Avanti sul contrasseg­no statale “made in Italy” contro l’italian sounding. Previsti anche aiuti ai consorzi per la tutela dei prodotti di origine italiana. Spunta anche il divieto di registrazi­one di nomi di stati e altri enti territoria­li, di segni riconducib­ili a forze armate e forze dell’ordine e di marchi lesivi dell’immagine o della reputazion­e dell’Italia. Ci sarà la “norma Pernigotti” con il registro storico dei marchi con oltre 50 anni, al fine di evitarne l’uso se la proprietà chiude la produzione sul sito originario. Ieri ai sindacati sarebbe poi stata prospettat­a una nuova norma anti-delocalizz­azioni ispirata alla legge francese Florange: per chi delocalizz­a obbligo di trovare un acquirente, nel frattempo potrebbe esserci una partecipaz­ione pubblica transitori­a.
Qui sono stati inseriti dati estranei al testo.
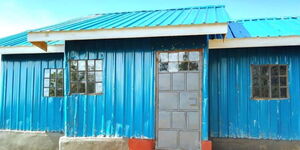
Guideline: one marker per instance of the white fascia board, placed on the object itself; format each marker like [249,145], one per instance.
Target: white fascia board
[254,42]
[32,49]
[180,30]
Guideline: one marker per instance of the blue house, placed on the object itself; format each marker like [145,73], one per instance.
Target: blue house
[183,78]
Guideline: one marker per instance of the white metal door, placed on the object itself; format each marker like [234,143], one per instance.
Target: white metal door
[178,102]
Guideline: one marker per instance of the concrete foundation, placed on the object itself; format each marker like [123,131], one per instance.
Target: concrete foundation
[98,143]
[18,140]
[251,144]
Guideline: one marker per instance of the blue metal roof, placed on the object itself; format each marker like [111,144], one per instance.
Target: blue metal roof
[264,27]
[150,18]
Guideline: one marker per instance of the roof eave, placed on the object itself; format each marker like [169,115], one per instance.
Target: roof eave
[38,38]
[254,42]
[59,48]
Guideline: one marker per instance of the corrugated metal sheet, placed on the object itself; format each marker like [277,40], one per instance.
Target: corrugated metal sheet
[264,27]
[150,18]
[127,107]
[233,114]
[22,105]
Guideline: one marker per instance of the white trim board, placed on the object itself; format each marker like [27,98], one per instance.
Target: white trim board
[179,30]
[32,49]
[254,42]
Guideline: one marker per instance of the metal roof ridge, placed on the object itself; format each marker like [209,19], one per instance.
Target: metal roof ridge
[266,18]
[180,8]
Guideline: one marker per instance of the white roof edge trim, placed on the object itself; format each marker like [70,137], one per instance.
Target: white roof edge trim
[180,30]
[254,42]
[32,49]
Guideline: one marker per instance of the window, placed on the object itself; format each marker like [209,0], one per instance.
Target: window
[179,61]
[86,77]
[269,81]
[53,82]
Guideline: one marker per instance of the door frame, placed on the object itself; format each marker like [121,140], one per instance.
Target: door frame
[201,50]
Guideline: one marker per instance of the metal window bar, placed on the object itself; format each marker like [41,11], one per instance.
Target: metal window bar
[86,82]
[270,86]
[49,82]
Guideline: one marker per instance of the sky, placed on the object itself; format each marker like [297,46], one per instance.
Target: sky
[21,15]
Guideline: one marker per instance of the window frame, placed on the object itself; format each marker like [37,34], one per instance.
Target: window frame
[86,71]
[270,81]
[158,61]
[56,78]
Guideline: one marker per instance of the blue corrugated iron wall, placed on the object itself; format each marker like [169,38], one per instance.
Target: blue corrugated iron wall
[23,106]
[233,114]
[127,107]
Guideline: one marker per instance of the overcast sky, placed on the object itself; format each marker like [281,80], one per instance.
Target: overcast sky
[20,15]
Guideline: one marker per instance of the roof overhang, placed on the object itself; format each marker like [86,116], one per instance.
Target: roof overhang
[254,42]
[39,38]
[32,49]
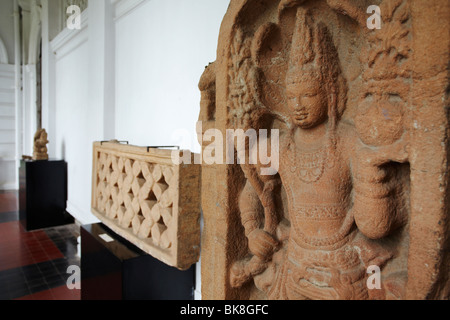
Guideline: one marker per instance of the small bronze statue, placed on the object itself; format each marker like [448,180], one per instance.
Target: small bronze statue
[40,151]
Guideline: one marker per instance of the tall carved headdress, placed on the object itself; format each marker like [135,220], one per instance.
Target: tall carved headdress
[314,57]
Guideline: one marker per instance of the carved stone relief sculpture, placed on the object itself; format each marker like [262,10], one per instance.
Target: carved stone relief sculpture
[354,119]
[40,151]
[141,195]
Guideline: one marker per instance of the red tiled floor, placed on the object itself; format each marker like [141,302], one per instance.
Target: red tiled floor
[20,248]
[60,293]
[8,202]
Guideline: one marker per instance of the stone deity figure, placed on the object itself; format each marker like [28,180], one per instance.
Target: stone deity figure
[40,151]
[340,194]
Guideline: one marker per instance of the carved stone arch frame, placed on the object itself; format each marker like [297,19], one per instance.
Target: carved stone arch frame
[428,257]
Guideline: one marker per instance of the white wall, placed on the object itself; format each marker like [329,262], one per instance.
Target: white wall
[162,50]
[130,73]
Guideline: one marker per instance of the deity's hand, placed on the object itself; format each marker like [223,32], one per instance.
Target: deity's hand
[262,244]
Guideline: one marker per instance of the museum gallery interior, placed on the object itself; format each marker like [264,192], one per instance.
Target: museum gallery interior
[224,150]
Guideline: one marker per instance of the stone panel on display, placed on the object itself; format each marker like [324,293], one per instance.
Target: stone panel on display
[357,92]
[144,197]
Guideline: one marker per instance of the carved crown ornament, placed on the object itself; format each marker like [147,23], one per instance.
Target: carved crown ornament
[350,193]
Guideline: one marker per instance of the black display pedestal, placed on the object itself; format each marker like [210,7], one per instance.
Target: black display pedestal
[118,270]
[43,194]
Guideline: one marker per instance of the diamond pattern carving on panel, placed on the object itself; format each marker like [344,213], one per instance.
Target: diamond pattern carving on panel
[138,194]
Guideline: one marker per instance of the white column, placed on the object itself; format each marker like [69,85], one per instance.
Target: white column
[102,64]
[48,77]
[18,87]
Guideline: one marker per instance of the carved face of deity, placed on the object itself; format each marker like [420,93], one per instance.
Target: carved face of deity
[307,101]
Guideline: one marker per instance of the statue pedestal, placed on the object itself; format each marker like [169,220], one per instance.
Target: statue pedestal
[114,269]
[43,194]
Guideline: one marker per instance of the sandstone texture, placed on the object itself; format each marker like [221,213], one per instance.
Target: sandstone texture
[363,119]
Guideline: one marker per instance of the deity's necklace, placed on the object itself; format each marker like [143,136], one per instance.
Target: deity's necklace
[309,167]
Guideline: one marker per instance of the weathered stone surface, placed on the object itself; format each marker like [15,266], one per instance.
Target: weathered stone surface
[363,119]
[147,199]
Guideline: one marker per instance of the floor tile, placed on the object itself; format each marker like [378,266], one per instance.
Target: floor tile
[33,265]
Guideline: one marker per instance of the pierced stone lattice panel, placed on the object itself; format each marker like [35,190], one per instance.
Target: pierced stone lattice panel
[148,200]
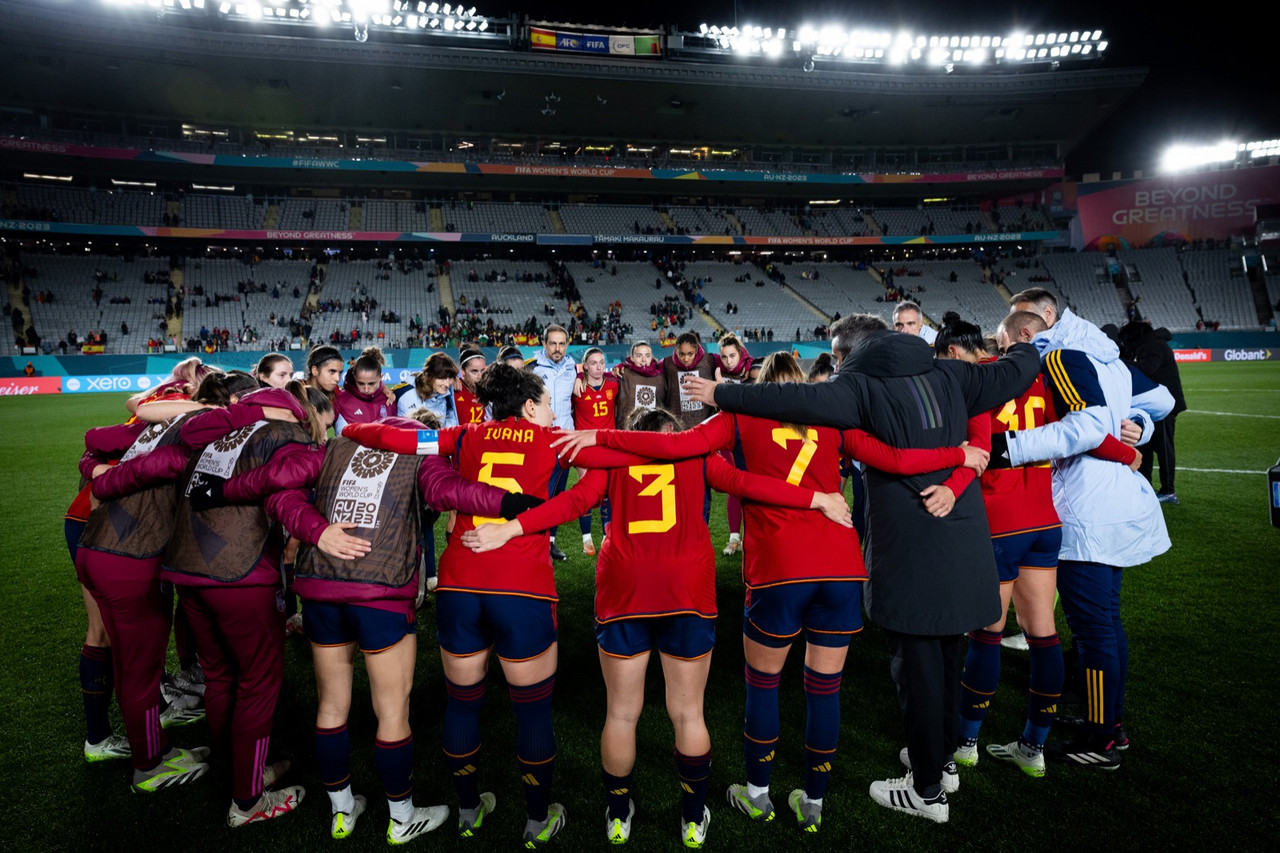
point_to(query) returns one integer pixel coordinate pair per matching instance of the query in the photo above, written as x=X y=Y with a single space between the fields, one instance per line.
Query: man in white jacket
x=558 y=372
x=1110 y=515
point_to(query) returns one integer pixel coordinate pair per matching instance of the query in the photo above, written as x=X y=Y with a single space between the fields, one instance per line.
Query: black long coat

Nell’elenco figurano anche nuovi incentivi al deposito di brevetti e marchi mentre sarebbe in bilico l’Agenzia per il trasferime­nto tecnologic­o, come nuovo soggetto o rafforzame­nto dell’Enea. Si dovrebbe ancora decidere, comunque, se stralciare l’intero o parte del pacchetto made in Italy dal decreto per farne un provvedime­nto a parte.